The contention of the petitioner was that even though he had been acquitted of all charges, a Google search of his name led to accessing the concerned judgement of the Madras High Court wherein he had been referred to as the accused. According to the petitioner, this had impacted his reputation in society. Hence he filed this petition for his name to be redacted from the said judgement.
The Madras High Court while making the said observation relied on the historic judgement of K.S.Puttaswamy vs Union of India (2017) 10 SCC 1 wherein the Supreme Court of India held that the Right to Privacy is a fundamental right protected under Article 21 of the Indian Constitution. In light of this, the Madras High Court opined that the Petitioner was entitled to have his name redacted from the Court judgement in order to protect his Right to Privacy.
The Madras High Court also took into consideration a recent decision of the Delhi High Court wherein the Delhi High court upheld the right to be forgotten as part of the Right to Privacy. In this case, the court granted interim relief to an American citizen of Indian origin who had been acquitted of criminal charges under the NDPS Act 1985, by directing Google and Indian Kanoon to remove/block the judgement copy available online as it could cause irreparable damage to his social life and career prospects.

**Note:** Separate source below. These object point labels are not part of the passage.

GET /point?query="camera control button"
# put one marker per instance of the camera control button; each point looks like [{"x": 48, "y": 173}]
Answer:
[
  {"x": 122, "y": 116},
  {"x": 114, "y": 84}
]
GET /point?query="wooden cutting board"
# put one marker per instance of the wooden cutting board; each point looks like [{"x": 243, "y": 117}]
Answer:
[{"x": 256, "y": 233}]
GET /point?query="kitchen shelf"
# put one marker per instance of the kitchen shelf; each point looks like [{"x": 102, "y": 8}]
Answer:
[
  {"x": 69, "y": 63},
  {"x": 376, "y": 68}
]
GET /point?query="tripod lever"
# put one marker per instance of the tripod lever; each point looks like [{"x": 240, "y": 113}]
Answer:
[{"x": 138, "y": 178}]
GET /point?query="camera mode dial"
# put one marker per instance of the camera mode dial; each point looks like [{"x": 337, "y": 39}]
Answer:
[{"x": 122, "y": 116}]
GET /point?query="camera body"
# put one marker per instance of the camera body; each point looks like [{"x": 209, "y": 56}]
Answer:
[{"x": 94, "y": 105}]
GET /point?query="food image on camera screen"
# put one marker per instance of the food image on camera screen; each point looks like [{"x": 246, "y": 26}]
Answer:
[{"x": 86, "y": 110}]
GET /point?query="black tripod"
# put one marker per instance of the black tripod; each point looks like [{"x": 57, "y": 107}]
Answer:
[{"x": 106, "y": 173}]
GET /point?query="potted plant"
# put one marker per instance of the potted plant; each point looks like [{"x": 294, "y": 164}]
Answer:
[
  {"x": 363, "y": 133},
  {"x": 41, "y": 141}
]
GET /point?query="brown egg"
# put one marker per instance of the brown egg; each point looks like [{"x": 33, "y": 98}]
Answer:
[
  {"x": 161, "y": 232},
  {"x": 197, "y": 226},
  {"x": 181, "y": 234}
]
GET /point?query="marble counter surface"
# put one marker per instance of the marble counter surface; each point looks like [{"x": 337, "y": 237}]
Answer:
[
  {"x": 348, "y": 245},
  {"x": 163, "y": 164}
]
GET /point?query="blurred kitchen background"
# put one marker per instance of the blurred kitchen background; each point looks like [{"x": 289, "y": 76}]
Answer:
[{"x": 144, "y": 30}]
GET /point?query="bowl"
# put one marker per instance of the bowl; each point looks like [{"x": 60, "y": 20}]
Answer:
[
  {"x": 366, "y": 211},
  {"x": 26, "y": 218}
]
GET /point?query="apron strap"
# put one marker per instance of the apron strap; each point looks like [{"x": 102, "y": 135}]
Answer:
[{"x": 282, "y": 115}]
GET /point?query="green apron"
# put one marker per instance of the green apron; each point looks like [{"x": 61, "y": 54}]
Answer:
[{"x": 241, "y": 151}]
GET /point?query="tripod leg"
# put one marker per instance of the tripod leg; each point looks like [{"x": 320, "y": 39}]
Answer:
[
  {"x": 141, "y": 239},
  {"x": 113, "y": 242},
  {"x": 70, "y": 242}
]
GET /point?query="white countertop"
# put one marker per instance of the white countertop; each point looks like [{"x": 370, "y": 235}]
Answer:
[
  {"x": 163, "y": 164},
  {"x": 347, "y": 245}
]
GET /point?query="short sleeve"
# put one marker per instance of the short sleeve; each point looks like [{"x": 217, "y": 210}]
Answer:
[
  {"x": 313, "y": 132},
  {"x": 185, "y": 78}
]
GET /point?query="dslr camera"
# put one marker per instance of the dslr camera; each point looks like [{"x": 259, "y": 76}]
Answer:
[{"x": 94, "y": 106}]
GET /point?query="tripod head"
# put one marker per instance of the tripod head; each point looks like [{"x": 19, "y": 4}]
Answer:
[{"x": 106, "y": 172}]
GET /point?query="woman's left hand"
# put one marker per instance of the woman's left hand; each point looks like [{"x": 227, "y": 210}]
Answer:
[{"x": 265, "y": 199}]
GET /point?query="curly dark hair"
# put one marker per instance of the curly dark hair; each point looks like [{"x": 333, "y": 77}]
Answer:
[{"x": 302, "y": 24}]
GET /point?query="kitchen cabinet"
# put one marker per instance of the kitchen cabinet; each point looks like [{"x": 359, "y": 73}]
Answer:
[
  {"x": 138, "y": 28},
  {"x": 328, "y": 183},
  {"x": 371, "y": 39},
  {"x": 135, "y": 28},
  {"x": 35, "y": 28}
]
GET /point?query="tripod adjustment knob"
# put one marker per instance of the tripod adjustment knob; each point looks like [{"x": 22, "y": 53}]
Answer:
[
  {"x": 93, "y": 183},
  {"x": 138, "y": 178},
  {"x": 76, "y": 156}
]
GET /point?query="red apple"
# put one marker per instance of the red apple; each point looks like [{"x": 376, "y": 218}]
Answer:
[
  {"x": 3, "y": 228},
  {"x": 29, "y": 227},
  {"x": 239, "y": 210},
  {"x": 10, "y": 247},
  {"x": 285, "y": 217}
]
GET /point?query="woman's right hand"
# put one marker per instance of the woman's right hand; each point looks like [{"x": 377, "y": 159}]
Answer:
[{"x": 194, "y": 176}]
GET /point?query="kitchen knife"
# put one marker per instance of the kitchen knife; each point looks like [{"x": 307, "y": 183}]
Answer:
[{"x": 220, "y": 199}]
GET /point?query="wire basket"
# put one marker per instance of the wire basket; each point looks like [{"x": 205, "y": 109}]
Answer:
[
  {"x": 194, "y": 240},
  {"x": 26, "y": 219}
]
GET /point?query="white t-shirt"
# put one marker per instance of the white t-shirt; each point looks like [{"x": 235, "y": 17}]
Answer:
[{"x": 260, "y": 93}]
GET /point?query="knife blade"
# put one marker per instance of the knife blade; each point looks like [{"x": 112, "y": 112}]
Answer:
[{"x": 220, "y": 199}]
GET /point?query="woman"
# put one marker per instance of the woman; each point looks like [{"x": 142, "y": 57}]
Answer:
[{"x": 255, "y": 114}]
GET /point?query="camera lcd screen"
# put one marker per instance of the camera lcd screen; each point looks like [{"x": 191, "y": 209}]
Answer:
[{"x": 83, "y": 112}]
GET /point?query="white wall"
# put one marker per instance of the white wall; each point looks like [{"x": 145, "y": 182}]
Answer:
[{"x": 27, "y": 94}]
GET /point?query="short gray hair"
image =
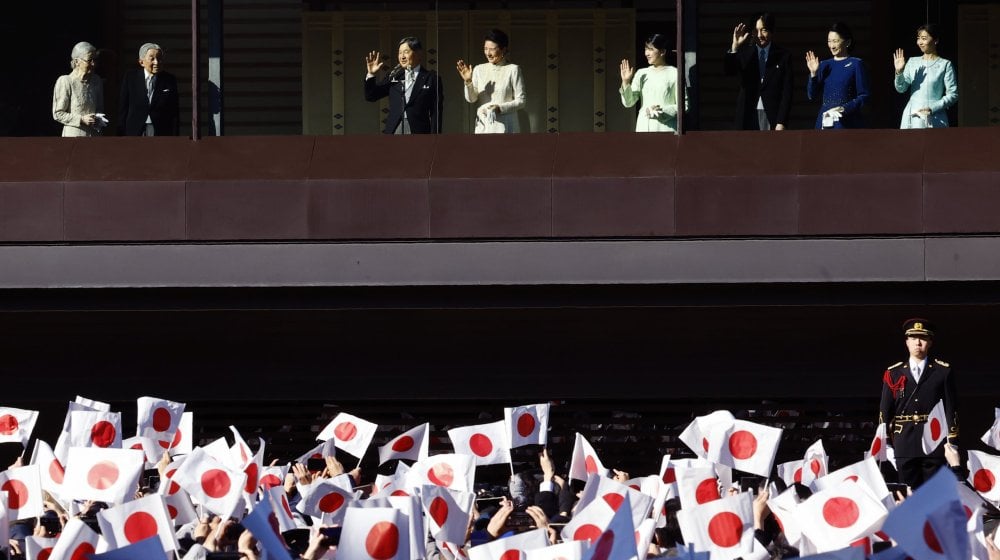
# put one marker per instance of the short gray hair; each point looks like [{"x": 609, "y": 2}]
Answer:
[{"x": 146, "y": 47}]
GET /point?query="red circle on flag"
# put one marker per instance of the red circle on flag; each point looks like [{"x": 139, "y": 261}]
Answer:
[
  {"x": 215, "y": 483},
  {"x": 439, "y": 510},
  {"x": 742, "y": 444},
  {"x": 526, "y": 424},
  {"x": 930, "y": 538},
  {"x": 403, "y": 443},
  {"x": 56, "y": 472},
  {"x": 441, "y": 474},
  {"x": 725, "y": 529},
  {"x": 161, "y": 419},
  {"x": 17, "y": 493},
  {"x": 345, "y": 431},
  {"x": 382, "y": 541},
  {"x": 587, "y": 532},
  {"x": 841, "y": 512},
  {"x": 331, "y": 502},
  {"x": 707, "y": 491},
  {"x": 481, "y": 445},
  {"x": 103, "y": 434},
  {"x": 103, "y": 475},
  {"x": 139, "y": 526},
  {"x": 82, "y": 552},
  {"x": 8, "y": 425},
  {"x": 983, "y": 480},
  {"x": 614, "y": 500}
]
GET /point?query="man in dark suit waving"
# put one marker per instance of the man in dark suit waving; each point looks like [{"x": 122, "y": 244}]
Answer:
[
  {"x": 765, "y": 71},
  {"x": 414, "y": 92},
  {"x": 148, "y": 103}
]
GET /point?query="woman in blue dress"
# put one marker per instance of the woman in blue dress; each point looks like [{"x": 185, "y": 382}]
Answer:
[
  {"x": 841, "y": 82},
  {"x": 930, "y": 80}
]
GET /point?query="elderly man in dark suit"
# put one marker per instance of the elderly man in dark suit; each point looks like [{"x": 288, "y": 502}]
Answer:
[
  {"x": 414, "y": 92},
  {"x": 765, "y": 71},
  {"x": 148, "y": 105}
]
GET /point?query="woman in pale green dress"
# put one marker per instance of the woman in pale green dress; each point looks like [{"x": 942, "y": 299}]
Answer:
[{"x": 655, "y": 86}]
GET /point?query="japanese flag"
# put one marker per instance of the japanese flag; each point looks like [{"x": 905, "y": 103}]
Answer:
[
  {"x": 510, "y": 548},
  {"x": 76, "y": 542},
  {"x": 350, "y": 433},
  {"x": 527, "y": 425},
  {"x": 984, "y": 472},
  {"x": 89, "y": 428},
  {"x": 931, "y": 523},
  {"x": 16, "y": 425},
  {"x": 158, "y": 419},
  {"x": 138, "y": 520},
  {"x": 104, "y": 475},
  {"x": 411, "y": 445},
  {"x": 877, "y": 450},
  {"x": 374, "y": 534},
  {"x": 24, "y": 492},
  {"x": 724, "y": 527},
  {"x": 207, "y": 480},
  {"x": 745, "y": 446},
  {"x": 486, "y": 443},
  {"x": 696, "y": 434},
  {"x": 585, "y": 461},
  {"x": 837, "y": 516},
  {"x": 936, "y": 428}
]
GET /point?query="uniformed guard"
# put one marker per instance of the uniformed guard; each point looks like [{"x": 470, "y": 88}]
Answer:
[{"x": 910, "y": 390}]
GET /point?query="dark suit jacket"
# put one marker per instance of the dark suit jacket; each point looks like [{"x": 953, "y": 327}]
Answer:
[
  {"x": 775, "y": 90},
  {"x": 937, "y": 382},
  {"x": 134, "y": 106},
  {"x": 423, "y": 110}
]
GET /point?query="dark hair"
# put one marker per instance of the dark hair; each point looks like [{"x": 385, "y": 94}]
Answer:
[
  {"x": 767, "y": 18},
  {"x": 499, "y": 37},
  {"x": 411, "y": 42},
  {"x": 842, "y": 29}
]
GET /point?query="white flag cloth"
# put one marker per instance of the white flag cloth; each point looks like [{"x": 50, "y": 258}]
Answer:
[
  {"x": 138, "y": 520},
  {"x": 158, "y": 419},
  {"x": 374, "y": 534},
  {"x": 350, "y": 433},
  {"x": 411, "y": 445},
  {"x": 447, "y": 512},
  {"x": 510, "y": 548},
  {"x": 486, "y": 443},
  {"x": 931, "y": 524},
  {"x": 527, "y": 424},
  {"x": 745, "y": 446},
  {"x": 24, "y": 492},
  {"x": 936, "y": 428},
  {"x": 104, "y": 475},
  {"x": 723, "y": 527},
  {"x": 16, "y": 425},
  {"x": 984, "y": 472},
  {"x": 584, "y": 460},
  {"x": 76, "y": 541},
  {"x": 214, "y": 485},
  {"x": 837, "y": 516}
]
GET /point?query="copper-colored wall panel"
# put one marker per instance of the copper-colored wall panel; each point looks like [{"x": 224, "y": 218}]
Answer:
[
  {"x": 491, "y": 207},
  {"x": 368, "y": 209},
  {"x": 247, "y": 210},
  {"x": 124, "y": 210},
  {"x": 860, "y": 204},
  {"x": 752, "y": 205},
  {"x": 617, "y": 207},
  {"x": 31, "y": 211}
]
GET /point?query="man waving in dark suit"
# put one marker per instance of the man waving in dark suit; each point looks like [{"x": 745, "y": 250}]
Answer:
[
  {"x": 414, "y": 92},
  {"x": 765, "y": 71},
  {"x": 148, "y": 103}
]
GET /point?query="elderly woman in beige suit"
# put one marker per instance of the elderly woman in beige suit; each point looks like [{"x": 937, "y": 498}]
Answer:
[{"x": 78, "y": 98}]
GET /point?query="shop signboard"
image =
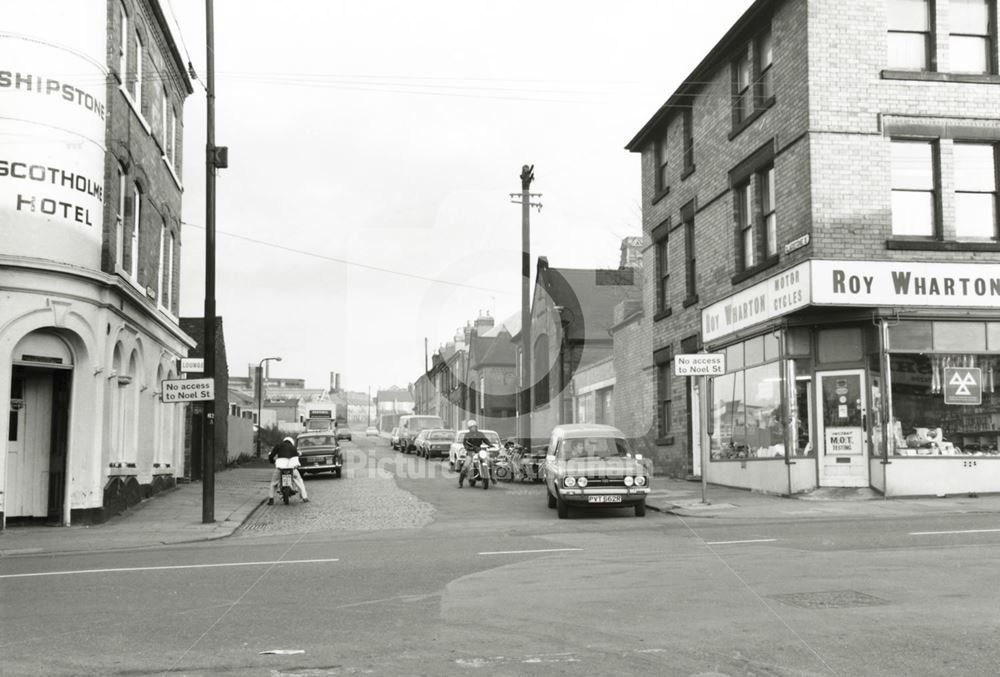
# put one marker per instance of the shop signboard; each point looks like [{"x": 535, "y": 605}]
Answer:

Further, the Madras High Court also made a mention of the Personal Data Protection Bill 2019 which when brought into force would help in protecting the data and privacy of a person. The Court has also asked the members of the Bar to assist it, with regard to this issue, as it was the first time that such a matter had come up before the Madras High Court for adjudication. The matter has been listed for final arguments on 28th July 2021.